Jim Roskind on C ambiguity

# From:         Jim Roskind x5570 - view profile
# Date:         Tues, Jan 14 1992 4:23 pm
# Email:                j...@florida.HQ.Ileaf.COM (Jim Roskind x5570)
# Groups:               comp.compilers
#
# show options
#
# Reply to Author | Forward | Print | View Thread | Show original | Report Abuse | Find messages by this author
#
# >   From: hje...@cs.cmu.edu (Mark Hjelm)
# >   Organization: School of Computer Science, Carnegie Mellon
#
# >   I have a parser, written using Yacc and Lex, for ANSI C.  The grammar is
# >   taken pretty much verbatim from the standard.  The scanner uses the symbol
# >   table to decide whether to return "identifier" or "typedef name" as the
# >   token type for an identifier.  How do I KNOW that there are no situations
# >   which, due to parser lookahead, would cause the scanner to return an
# >   incorrect token type for an identifier (i.e.  return "identifier", even
# >   though the identifier was just/will be made into a "typedef name")?  Is
# >   there a general answer to this question for other parsing strategies
# >   (possibly with other amounts of lookahead) and other grammars (languages)?
#
# This is an excellent and interesting question, and pulled out a very
# nice line of responses.  My answers are:
#
#         1) I have no "general method" of proving correctness.

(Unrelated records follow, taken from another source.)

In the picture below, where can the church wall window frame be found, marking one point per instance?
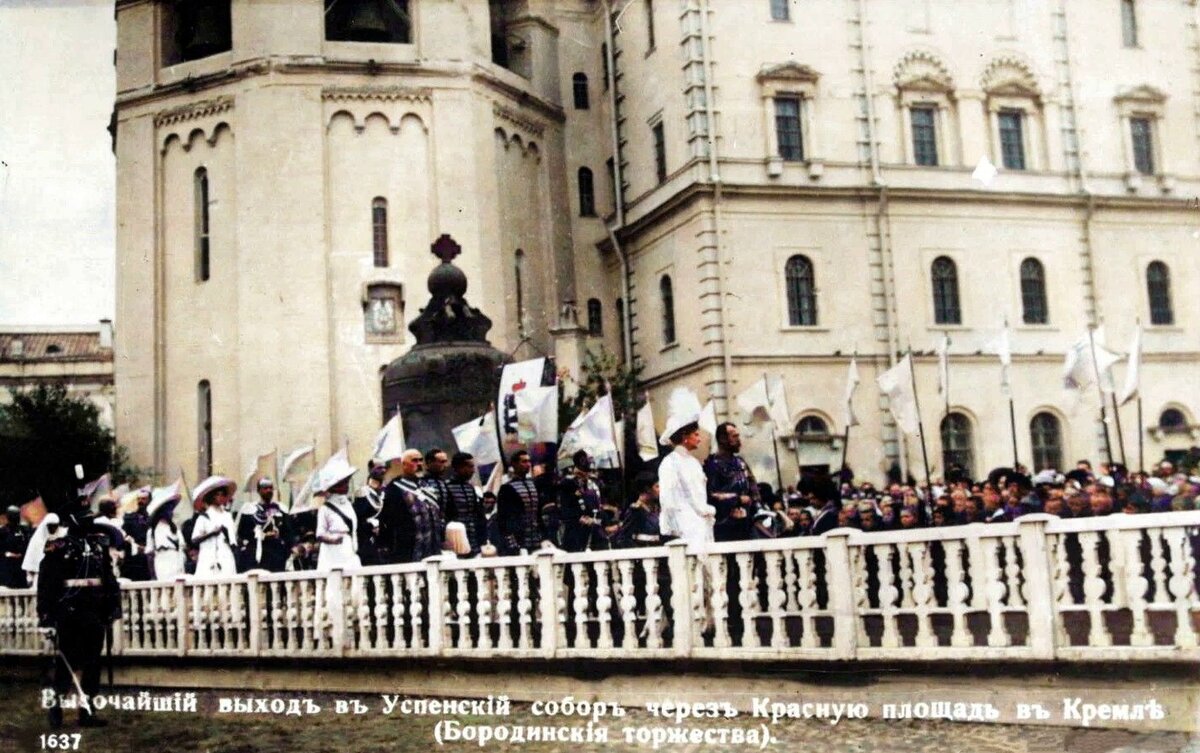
(801, 291)
(203, 223)
(1141, 112)
(1047, 440)
(666, 302)
(580, 91)
(595, 318)
(943, 276)
(1158, 294)
(204, 428)
(379, 232)
(957, 433)
(1035, 302)
(779, 84)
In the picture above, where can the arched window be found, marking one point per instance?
(587, 193)
(369, 20)
(1045, 437)
(1033, 291)
(946, 291)
(201, 200)
(379, 230)
(1158, 285)
(519, 271)
(666, 294)
(802, 297)
(1173, 420)
(621, 327)
(595, 318)
(811, 426)
(957, 444)
(580, 88)
(204, 428)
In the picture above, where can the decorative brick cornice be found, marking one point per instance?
(192, 112)
(375, 94)
(519, 120)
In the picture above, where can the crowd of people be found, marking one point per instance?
(427, 502)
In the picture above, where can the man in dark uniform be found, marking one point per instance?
(367, 508)
(732, 488)
(13, 542)
(136, 525)
(579, 502)
(519, 508)
(78, 596)
(463, 501)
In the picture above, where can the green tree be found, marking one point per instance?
(43, 434)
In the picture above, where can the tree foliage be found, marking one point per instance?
(599, 372)
(43, 434)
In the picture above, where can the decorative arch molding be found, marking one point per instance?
(196, 136)
(394, 120)
(516, 120)
(1011, 74)
(528, 148)
(193, 110)
(924, 71)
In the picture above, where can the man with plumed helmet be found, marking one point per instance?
(78, 597)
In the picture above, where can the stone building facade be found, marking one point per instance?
(719, 190)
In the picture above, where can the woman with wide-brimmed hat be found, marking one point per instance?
(214, 531)
(163, 541)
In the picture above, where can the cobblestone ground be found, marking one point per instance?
(22, 726)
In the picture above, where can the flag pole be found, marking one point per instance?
(1099, 389)
(1116, 416)
(1141, 440)
(774, 440)
(921, 426)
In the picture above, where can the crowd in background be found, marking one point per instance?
(424, 504)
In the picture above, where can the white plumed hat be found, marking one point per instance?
(683, 408)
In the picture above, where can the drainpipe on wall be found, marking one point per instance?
(627, 325)
(715, 178)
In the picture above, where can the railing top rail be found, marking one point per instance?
(1120, 520)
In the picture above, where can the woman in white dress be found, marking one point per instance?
(683, 489)
(336, 523)
(165, 542)
(214, 531)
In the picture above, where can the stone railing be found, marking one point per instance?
(1122, 588)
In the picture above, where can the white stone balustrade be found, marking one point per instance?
(1114, 588)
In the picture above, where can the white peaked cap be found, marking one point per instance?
(336, 469)
(213, 482)
(683, 408)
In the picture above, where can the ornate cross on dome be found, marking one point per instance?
(445, 248)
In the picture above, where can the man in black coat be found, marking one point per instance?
(78, 596)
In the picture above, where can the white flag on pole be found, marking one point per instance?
(647, 439)
(295, 464)
(1133, 372)
(897, 384)
(849, 417)
(478, 438)
(389, 443)
(537, 414)
(1087, 357)
(592, 432)
(708, 419)
(516, 378)
(943, 366)
(1003, 349)
(768, 395)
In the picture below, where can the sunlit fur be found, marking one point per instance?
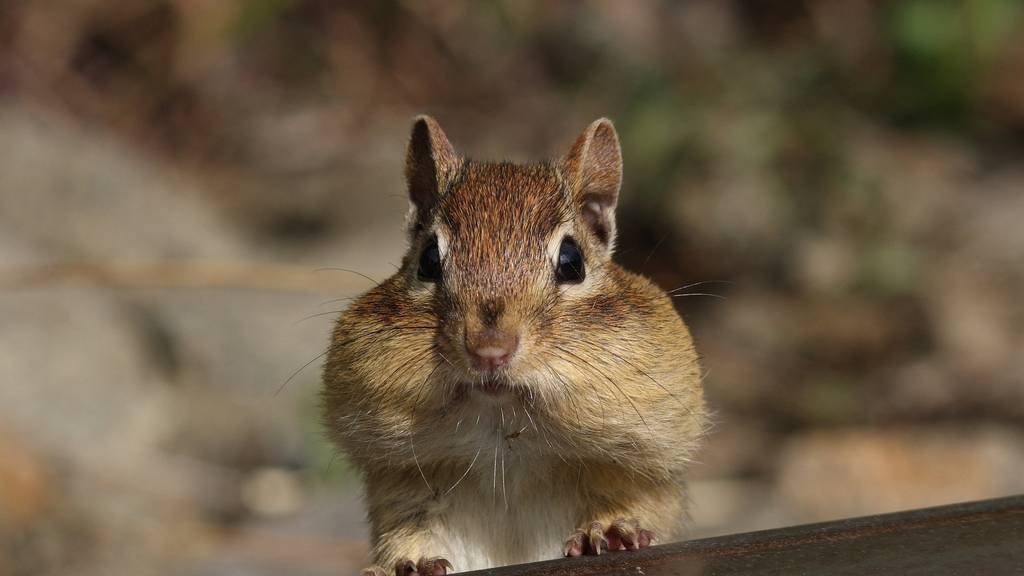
(605, 408)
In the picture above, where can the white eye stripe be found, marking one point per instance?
(442, 243)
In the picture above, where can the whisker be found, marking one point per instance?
(300, 369)
(465, 474)
(356, 273)
(719, 296)
(505, 494)
(419, 467)
(701, 283)
(317, 315)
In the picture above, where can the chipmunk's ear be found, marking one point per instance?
(593, 170)
(431, 163)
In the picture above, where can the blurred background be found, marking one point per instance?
(845, 175)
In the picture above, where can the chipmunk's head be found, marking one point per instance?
(512, 258)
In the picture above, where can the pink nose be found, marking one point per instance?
(492, 350)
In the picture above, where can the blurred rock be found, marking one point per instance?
(26, 488)
(79, 194)
(836, 474)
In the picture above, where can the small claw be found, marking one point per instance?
(404, 568)
(597, 539)
(434, 566)
(623, 534)
(573, 544)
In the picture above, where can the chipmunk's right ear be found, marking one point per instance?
(593, 170)
(431, 164)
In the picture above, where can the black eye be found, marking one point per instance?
(430, 262)
(569, 270)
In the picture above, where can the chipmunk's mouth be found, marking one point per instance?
(489, 386)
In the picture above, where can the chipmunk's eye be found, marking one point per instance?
(430, 262)
(569, 269)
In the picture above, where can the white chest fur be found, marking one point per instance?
(478, 531)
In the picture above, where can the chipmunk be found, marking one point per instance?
(512, 395)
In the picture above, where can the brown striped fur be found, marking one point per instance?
(603, 409)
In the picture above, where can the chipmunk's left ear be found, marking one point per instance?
(593, 170)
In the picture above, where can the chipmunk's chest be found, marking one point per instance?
(480, 530)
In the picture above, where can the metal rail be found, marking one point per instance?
(974, 538)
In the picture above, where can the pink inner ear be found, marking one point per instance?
(597, 217)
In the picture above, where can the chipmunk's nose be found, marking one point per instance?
(491, 348)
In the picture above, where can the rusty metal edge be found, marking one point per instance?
(778, 538)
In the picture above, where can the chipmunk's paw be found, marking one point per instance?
(426, 567)
(622, 535)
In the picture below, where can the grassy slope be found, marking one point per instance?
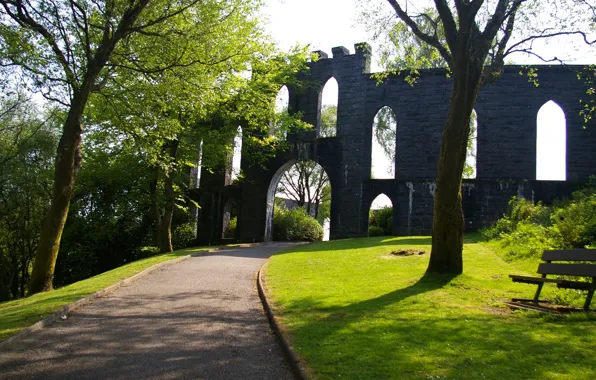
(18, 314)
(355, 312)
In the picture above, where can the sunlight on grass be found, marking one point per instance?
(355, 311)
(18, 314)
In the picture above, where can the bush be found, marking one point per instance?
(295, 225)
(577, 221)
(382, 218)
(519, 210)
(183, 236)
(375, 231)
(529, 240)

#         2) In this case, correctness can be proved.
#         3) If your grammar came from the standard, the proof will
# identify an error in your grammar.
#         4) A correct grammar exists, and I distribute it for free.
#
# For folks that can't figure out why there is so much discussion about this
# problem, consider the code fragment:
#
#         T(*b)[4];
#
# Notice how the meaning is very different depending on whether T is a
# typedef-name, or an identifier (and hopefully a function in this case).
# For this reason most C lexers distinguish between typedef names and other
# identifiers.  Alas, as the poster points out, there is concern that the
# feedback loop (parser annotates symbol table, which lexer interrogates,
# and then feeds tokens to the parser) will fail in some complex scenario.
#
# Other threads of response included the use of a GLR parser, which tries
# all alternatives.  Alas, as will be shown, the ambiguity in C is too
# great, and such an approach will not provide a unique syntactically
# correct parse when it does exist.
#
# Other respondees mentioned that almost no yacc based parsers get this area
# of the standard right.  Since the grammar included in the standard is
# misleading, the cause for this problem will become abundantly clear. I
# will start with a description of how a proof of correctness could proceed,
# take a slight aside to show why the traditional grammar tends to cause
# this proof to fail, and explain how the grammar can be written (provably)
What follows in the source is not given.